# Parameter Estimation

References:
Think Bayes: Bayesian Statistics Made Simple by Allen B. Downey

In this lecture, we will go over the basics of estimating the model parameters $\vec{\theta}$ that describe some data $D$.  First let's start with a quick review of Bayesian statisics.

## Probability

A fundamental quantity in statistics is *probability*.  Essentially, a probability is a number between 0 and 1 that describes a degree of belief.  If the probability of a statement $A$ (which we denote $p(A)$) is 1, we have complete certainty that $A$ is true, and if $p(A)=0$, we are certain that $A$ is not true.  Numbers in between 0 and 1 describe a partial degree of certainty -- I might believe there is a $p=0.5$ chance it will rain tomorrow, i.e. whether it rains or not could go either way. Of course, we are 100% certain that it will either rain or it won't, so $p(A)+p(-A) = 1$  If $A$ is instead a continuous variable, e.g. a person's height, we have that $\int p(A) dA = 1$, since we are certain that the person has some height.  In the continuous case $p(A)$ is now the *probabilility density function* (PDF), with units of $1/[A]$.

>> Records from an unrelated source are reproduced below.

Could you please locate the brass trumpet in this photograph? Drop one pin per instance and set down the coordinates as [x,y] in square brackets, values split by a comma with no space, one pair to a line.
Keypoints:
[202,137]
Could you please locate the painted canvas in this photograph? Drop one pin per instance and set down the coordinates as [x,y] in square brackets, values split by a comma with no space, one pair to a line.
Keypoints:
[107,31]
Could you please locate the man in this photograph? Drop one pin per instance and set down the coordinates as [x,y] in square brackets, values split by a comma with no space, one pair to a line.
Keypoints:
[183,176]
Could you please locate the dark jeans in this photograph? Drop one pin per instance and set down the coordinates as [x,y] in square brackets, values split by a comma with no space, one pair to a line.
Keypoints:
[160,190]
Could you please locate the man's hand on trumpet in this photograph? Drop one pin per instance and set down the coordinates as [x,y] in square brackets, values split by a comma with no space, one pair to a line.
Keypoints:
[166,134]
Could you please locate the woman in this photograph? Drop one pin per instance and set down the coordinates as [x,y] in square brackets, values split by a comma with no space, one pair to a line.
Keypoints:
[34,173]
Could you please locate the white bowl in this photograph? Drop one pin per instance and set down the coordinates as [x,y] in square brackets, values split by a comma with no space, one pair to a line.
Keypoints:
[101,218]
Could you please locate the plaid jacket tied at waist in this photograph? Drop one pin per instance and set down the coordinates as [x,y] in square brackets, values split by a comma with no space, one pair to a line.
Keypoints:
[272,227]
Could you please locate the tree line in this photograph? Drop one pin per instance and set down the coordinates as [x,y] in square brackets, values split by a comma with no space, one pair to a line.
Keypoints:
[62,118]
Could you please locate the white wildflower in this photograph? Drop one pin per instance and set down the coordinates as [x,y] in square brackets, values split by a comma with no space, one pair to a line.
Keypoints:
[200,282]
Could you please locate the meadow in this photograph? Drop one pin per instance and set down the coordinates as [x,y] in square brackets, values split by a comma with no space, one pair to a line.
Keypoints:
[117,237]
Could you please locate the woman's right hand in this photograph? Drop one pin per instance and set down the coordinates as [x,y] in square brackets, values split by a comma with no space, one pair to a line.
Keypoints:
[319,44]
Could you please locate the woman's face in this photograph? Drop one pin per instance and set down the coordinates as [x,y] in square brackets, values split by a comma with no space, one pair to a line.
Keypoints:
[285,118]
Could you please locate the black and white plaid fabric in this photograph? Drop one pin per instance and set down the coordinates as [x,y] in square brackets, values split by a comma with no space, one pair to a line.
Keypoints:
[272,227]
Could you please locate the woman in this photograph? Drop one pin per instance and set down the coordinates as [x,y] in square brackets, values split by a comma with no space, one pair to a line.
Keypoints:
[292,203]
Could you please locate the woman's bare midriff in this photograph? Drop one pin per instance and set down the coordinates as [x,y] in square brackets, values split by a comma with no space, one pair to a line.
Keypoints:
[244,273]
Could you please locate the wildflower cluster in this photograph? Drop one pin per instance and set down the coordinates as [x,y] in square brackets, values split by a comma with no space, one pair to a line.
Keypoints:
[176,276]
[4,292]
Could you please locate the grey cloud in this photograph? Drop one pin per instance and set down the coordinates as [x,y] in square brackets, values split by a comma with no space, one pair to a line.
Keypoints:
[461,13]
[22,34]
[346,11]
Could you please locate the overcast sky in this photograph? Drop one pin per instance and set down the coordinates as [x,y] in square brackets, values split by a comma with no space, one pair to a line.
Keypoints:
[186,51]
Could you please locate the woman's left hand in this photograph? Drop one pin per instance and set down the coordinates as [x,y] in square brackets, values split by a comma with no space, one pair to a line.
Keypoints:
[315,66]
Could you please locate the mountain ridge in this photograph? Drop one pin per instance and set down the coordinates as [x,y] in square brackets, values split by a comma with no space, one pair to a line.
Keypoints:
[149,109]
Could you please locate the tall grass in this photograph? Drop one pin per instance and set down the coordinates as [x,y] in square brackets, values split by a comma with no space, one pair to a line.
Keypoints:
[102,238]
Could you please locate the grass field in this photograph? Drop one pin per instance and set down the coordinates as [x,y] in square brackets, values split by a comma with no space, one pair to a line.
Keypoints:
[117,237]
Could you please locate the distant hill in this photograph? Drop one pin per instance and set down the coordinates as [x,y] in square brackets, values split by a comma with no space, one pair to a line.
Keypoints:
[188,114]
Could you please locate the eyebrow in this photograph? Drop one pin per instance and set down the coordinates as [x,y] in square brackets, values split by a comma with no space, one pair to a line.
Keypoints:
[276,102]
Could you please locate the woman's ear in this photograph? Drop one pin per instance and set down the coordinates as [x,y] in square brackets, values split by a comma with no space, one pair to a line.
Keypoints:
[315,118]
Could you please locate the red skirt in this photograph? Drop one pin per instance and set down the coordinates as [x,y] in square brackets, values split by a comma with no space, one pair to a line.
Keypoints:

Another quantity of interest is the *conditional probability*: It's the probability that $A$ is true given some other fixed knowledge $B$. We denote this $p(A|B)$.  In general, $p(A|B)\neq p(A)$, because the truth of $A$ is not independent of the truth of $B$. If I know it's the month of April, my belief about there being raining weather tomorrow is different from if I know that it's the month of July.  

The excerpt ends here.